3) [cell3 – 9 marks] Write code to plot a bar graph that uses bars to compare the “Percentage
Smokers” of North Florida, Central Florida and South Florida. North Florida: use the measures
of the following counties: Duval, Alachua, Leon, Flagler, Marion; Central Florida: use the
measures of the following counties: Orange, Polk, Hillsborough, Pinellas, Brevard; South
Florida: use the measures of the following counties: Miami-Dade, Broward, Lee, Palm Beach,
Sarasota.
– Visualise a single plot: the horizonal axis shows the data categories being compared (i.e.,
North Florida, Central Florida and South Florida); and the vertical axis represents the mean
measure of Percentage Smokers.
– Add error bars to the bar graph, showing the 95% confidence interval.
– Add appropriate title, horizontal axis label and vertical axis label to the bar graph.
4) [cell4 – 4 marks] Based on the following two predictor variables: “Teen Birth Rate (TBR)” and
“Percentage Smokers (PS)”, write code to build a linear regression model to estimate the
“Years of Potential Life Lost Rate (YPLLR)”.
– Print the resulting linear equation in the programme.
5) [cell5 – 6 marks] Based on the error of prediction (i.e., the absolute error/difference between
the measured “Years of Potential Life Lost Rate” and the predicted “Years of Potential Life Lost
Rate”), compare the following two linear models
Model A: YPLLR = 60.6 × TBR + 5297.06
Model B: YPLLR = 1.36 × VCR + 7254.3
and advise the data analytics team which model should be used. Write code to perform
appropriate statistical data analysis.
– Print the mean absolute error (MAE) of the model A.

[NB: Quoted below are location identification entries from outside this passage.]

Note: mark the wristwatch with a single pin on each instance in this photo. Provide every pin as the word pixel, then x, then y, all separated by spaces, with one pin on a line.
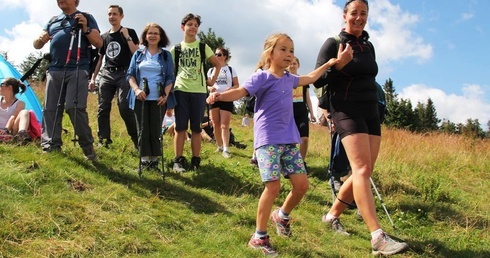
pixel 88 31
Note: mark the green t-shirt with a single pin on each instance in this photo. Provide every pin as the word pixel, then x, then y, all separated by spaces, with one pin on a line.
pixel 190 76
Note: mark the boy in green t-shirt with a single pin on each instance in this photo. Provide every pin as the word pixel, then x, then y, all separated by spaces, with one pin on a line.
pixel 190 91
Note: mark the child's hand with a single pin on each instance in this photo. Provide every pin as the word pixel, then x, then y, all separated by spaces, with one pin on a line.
pixel 345 55
pixel 332 62
pixel 213 98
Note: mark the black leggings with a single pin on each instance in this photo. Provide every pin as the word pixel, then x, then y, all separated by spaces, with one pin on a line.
pixel 352 117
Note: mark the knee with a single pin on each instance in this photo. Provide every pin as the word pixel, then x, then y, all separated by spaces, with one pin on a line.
pixel 364 171
pixel 273 188
pixel 304 140
pixel 301 188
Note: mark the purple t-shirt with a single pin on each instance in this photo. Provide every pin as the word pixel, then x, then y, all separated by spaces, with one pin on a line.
pixel 273 118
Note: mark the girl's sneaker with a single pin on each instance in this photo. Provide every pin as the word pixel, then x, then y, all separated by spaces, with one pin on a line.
pixel 283 227
pixel 263 245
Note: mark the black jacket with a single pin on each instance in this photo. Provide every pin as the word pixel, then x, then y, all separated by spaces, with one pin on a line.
pixel 356 80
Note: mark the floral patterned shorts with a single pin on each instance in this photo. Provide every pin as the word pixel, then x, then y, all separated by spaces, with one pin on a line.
pixel 275 159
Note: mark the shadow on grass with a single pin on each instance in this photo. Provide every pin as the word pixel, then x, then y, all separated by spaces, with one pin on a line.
pixel 435 248
pixel 196 202
pixel 219 180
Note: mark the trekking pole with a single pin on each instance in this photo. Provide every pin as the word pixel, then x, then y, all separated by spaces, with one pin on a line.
pixel 145 89
pixel 161 90
pixel 381 201
pixel 62 89
pixel 74 139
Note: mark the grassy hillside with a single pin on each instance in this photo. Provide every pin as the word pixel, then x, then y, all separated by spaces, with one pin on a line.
pixel 59 205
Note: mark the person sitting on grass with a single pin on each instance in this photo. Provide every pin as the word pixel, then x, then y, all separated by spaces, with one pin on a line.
pixel 15 120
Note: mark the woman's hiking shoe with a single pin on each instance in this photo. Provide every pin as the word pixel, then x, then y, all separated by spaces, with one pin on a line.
pixel 195 163
pixel 282 225
pixel 385 245
pixel 263 245
pixel 337 227
pixel 89 153
pixel 179 164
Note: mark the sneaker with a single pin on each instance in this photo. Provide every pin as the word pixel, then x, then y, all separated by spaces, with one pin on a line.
pixel 104 143
pixel 336 184
pixel 337 227
pixel 195 163
pixel 51 149
pixel 179 163
pixel 154 165
pixel 263 245
pixel 89 153
pixel 226 154
pixel 22 137
pixel 282 225
pixel 385 245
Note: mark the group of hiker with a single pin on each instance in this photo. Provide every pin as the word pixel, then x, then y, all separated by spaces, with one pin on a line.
pixel 150 81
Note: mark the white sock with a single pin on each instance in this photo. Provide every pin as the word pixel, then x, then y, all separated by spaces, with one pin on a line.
pixel 375 234
pixel 330 217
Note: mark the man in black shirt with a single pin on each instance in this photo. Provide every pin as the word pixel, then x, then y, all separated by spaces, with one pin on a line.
pixel 119 44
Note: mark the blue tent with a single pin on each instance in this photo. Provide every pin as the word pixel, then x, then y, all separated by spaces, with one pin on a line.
pixel 29 97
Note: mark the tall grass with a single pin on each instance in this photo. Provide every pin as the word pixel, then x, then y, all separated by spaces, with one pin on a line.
pixel 59 205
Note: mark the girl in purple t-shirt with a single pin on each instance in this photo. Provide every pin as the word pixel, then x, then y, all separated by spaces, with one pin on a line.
pixel 275 133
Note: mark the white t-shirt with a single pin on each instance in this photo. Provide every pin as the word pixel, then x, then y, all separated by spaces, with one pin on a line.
pixel 224 80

– Print the mean absolute error (MAE) of the model B.
– Print the main results of the data analysis processes, including normality test and statistical
significance test.
– Print ONE sentence, stating your conclusion and justification on the difference in
performance between two models, in terms of predicting the “Years of Potential Life Lost Rate”.SUBMISSION INSTRUCTIONS
All submission should be via Learning Central unless agreed in advance with the Director of Teaching. The current
electronic coursework submission policy can be found at:
http://www.cs.cf.ac.uk/currentstudents/ElectronicCourseworkSubmissionPolicy.pdf
Description Type Name
Cover sheet Compulsory One PDF (.pdf) file [student number].pdf
Q1 Compulsory One IPython Notebook file (.ipynb) CW-student number.ipynb
CRITERIA FOR ASSESSMENT
Credit will be awarded against the following criteria.
Your CODE and RESULTS should be contained within an IPython Notebook that analyses and
visualises a given dataset (should be obtained via Learning Central: 17/18-CM2105 Data Processing
and Visualisation). This coursework assesses the intended learning outcomes of 1, 2, 3, 4.

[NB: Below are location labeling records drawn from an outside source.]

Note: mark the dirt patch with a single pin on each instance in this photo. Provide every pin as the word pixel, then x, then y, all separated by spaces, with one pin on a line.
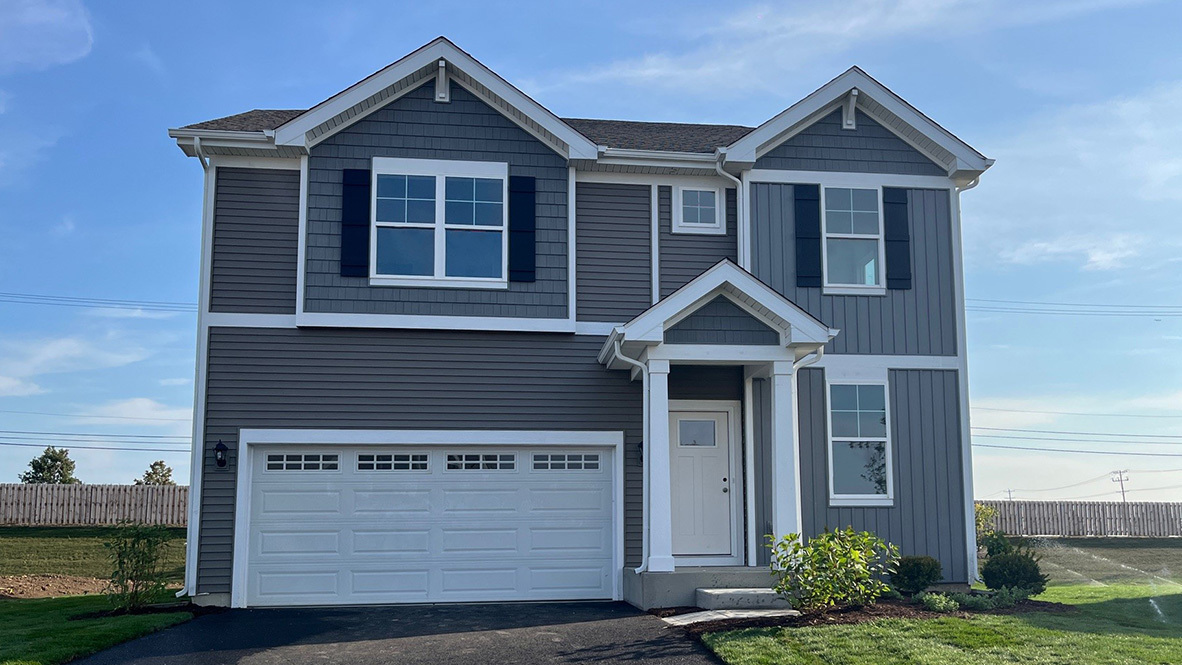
pixel 49 586
pixel 882 610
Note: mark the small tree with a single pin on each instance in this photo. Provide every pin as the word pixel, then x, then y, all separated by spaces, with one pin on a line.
pixel 157 474
pixel 51 468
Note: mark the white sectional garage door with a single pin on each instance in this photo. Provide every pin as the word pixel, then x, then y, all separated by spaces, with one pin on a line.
pixel 370 525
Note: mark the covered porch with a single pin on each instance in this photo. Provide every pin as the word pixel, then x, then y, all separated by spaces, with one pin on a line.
pixel 709 496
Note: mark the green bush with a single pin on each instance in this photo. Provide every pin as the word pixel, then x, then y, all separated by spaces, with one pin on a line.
pixel 937 602
pixel 1015 569
pixel 137 554
pixel 833 568
pixel 916 573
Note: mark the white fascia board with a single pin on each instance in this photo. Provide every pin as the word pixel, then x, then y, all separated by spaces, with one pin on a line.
pixel 747 148
pixel 294 131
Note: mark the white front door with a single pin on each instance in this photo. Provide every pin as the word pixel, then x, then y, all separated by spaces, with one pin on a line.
pixel 703 488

The breakdown of marks (total=25 marks) will be for correctly computing and visualising:
1) [cell1 – 1 mark]: Manipulate data and display the restructured tabular data (see “Sample output 1”
below).
2) [cell2 – 5 marks]: Produce the required results of descriptive statistics.

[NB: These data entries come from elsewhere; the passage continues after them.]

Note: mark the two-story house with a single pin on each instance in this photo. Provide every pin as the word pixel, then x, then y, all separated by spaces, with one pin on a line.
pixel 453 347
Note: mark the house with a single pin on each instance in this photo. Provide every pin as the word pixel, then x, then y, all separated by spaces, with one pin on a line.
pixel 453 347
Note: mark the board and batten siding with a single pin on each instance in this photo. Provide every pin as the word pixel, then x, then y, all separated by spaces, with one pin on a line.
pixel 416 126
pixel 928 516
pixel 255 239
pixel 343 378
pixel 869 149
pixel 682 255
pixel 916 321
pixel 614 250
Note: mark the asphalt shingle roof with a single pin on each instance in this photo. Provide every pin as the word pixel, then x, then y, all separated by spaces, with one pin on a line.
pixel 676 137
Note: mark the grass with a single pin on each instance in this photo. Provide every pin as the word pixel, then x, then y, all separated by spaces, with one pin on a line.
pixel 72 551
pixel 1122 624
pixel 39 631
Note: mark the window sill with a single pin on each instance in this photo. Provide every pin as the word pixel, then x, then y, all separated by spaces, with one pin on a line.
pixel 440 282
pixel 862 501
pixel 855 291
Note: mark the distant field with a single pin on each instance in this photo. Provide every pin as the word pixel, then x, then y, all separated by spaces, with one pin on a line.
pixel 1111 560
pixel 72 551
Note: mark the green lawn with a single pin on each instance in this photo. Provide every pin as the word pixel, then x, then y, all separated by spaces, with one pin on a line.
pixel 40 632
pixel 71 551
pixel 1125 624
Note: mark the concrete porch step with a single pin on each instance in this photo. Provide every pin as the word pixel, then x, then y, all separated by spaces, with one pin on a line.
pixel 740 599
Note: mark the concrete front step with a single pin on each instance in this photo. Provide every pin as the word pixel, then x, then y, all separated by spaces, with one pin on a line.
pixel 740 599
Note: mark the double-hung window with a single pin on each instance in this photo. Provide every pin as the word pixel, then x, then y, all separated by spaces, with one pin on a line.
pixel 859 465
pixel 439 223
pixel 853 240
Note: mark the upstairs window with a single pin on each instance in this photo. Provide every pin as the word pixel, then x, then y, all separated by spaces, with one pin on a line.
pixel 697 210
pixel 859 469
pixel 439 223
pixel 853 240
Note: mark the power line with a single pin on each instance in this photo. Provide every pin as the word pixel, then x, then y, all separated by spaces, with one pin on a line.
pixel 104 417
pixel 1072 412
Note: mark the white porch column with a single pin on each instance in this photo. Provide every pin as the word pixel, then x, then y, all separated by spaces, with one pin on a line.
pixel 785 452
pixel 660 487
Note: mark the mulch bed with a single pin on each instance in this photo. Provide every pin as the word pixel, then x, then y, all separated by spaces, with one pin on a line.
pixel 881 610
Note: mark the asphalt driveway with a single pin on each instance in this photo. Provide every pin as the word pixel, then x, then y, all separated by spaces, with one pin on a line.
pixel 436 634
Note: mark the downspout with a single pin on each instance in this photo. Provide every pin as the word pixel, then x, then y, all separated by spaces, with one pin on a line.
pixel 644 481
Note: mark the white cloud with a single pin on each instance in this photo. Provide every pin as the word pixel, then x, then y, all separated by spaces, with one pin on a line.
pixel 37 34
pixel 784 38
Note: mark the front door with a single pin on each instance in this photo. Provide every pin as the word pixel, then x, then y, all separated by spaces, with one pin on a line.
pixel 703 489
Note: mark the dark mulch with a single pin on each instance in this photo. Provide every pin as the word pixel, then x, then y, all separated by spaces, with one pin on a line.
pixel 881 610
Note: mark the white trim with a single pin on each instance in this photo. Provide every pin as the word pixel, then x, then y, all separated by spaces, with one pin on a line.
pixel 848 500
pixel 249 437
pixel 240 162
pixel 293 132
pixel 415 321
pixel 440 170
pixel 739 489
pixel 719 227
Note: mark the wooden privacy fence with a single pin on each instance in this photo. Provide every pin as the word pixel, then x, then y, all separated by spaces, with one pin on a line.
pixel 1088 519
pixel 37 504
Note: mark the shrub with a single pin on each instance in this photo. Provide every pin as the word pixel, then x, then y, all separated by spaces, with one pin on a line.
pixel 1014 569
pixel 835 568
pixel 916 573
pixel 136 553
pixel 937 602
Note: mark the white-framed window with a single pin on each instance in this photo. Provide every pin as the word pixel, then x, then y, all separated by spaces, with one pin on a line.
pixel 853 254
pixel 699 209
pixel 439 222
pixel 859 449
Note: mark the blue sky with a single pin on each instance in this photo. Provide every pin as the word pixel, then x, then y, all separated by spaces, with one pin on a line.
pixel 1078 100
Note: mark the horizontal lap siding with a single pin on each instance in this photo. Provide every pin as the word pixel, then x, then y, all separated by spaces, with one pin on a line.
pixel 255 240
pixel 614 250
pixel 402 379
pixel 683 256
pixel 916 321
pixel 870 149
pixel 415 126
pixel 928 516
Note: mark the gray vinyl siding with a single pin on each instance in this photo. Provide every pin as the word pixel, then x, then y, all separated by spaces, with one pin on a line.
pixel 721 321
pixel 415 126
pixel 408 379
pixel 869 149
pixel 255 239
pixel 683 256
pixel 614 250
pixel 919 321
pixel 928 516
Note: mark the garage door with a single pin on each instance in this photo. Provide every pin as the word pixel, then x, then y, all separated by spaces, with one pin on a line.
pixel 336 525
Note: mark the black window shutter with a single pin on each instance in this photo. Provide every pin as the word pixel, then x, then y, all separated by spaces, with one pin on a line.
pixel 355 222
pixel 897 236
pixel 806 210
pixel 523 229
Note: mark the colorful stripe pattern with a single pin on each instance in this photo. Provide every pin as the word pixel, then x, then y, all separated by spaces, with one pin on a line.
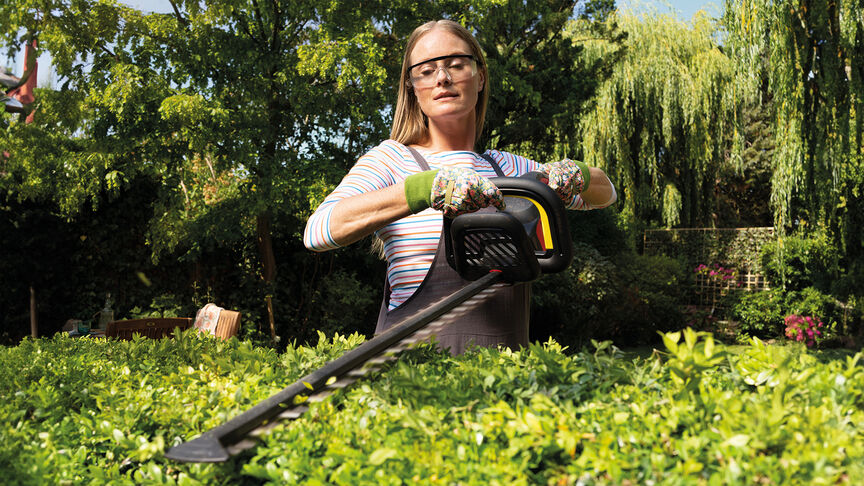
pixel 410 243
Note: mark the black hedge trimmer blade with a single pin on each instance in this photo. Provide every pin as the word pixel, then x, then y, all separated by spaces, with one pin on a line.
pixel 514 245
pixel 239 433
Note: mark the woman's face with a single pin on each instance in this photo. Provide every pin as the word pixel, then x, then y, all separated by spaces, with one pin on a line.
pixel 447 99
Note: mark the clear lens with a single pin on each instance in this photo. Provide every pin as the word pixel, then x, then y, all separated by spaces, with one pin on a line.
pixel 456 69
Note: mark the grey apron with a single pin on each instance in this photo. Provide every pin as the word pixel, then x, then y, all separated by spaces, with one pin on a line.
pixel 500 320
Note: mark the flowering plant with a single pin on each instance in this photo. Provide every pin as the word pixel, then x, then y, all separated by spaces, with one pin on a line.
pixel 804 328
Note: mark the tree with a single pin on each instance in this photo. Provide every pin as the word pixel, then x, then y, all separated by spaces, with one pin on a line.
pixel 660 122
pixel 245 113
pixel 815 71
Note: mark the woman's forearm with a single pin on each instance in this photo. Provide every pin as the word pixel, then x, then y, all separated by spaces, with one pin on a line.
pixel 358 216
pixel 600 192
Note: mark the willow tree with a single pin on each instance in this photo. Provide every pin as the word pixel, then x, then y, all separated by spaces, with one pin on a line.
pixel 812 54
pixel 660 123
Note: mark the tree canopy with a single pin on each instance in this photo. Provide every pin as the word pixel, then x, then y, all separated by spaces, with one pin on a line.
pixel 244 114
pixel 660 121
pixel 811 52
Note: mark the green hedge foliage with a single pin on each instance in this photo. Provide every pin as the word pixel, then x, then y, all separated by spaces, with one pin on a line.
pixel 91 411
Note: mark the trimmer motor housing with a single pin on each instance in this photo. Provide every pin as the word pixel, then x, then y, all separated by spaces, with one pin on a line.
pixel 529 237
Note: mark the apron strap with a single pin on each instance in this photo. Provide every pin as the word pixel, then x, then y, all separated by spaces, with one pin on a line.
pixel 495 166
pixel 419 158
pixel 425 166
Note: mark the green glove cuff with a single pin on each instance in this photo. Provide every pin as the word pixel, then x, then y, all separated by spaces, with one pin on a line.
pixel 586 174
pixel 418 190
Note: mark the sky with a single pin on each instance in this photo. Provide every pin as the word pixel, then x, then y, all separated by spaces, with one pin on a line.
pixel 683 8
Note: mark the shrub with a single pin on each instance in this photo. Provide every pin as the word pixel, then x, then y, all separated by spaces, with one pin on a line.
pixel 797 262
pixel 804 329
pixel 760 314
pixel 628 299
pixel 91 411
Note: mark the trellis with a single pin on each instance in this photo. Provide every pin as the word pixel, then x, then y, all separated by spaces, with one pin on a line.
pixel 734 250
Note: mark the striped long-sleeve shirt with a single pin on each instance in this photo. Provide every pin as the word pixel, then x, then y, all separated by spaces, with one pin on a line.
pixel 410 243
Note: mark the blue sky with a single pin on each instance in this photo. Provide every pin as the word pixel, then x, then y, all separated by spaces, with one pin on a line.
pixel 683 8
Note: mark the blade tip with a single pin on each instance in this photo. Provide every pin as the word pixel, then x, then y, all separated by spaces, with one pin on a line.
pixel 202 449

3) [cell3 – 9 marks]: Create and visualise the required graph.
4) [cell4 – 4 marks]: Conduct and report the required results of regression analysis.
5) [cell5 – 6 marks]: Conduct and report procedures and results of statistical data analysis.
Sample output 1
Feedback on your performance will address each of these criteria.FURTHER DETAILS
Feedback on your coursework will address the above criteria and will be
returned in approximately four weeks. This will be supplemented with oral
feedback in lectures and labs. If you have any questions relating to your
individual solutions talk to the lecturer.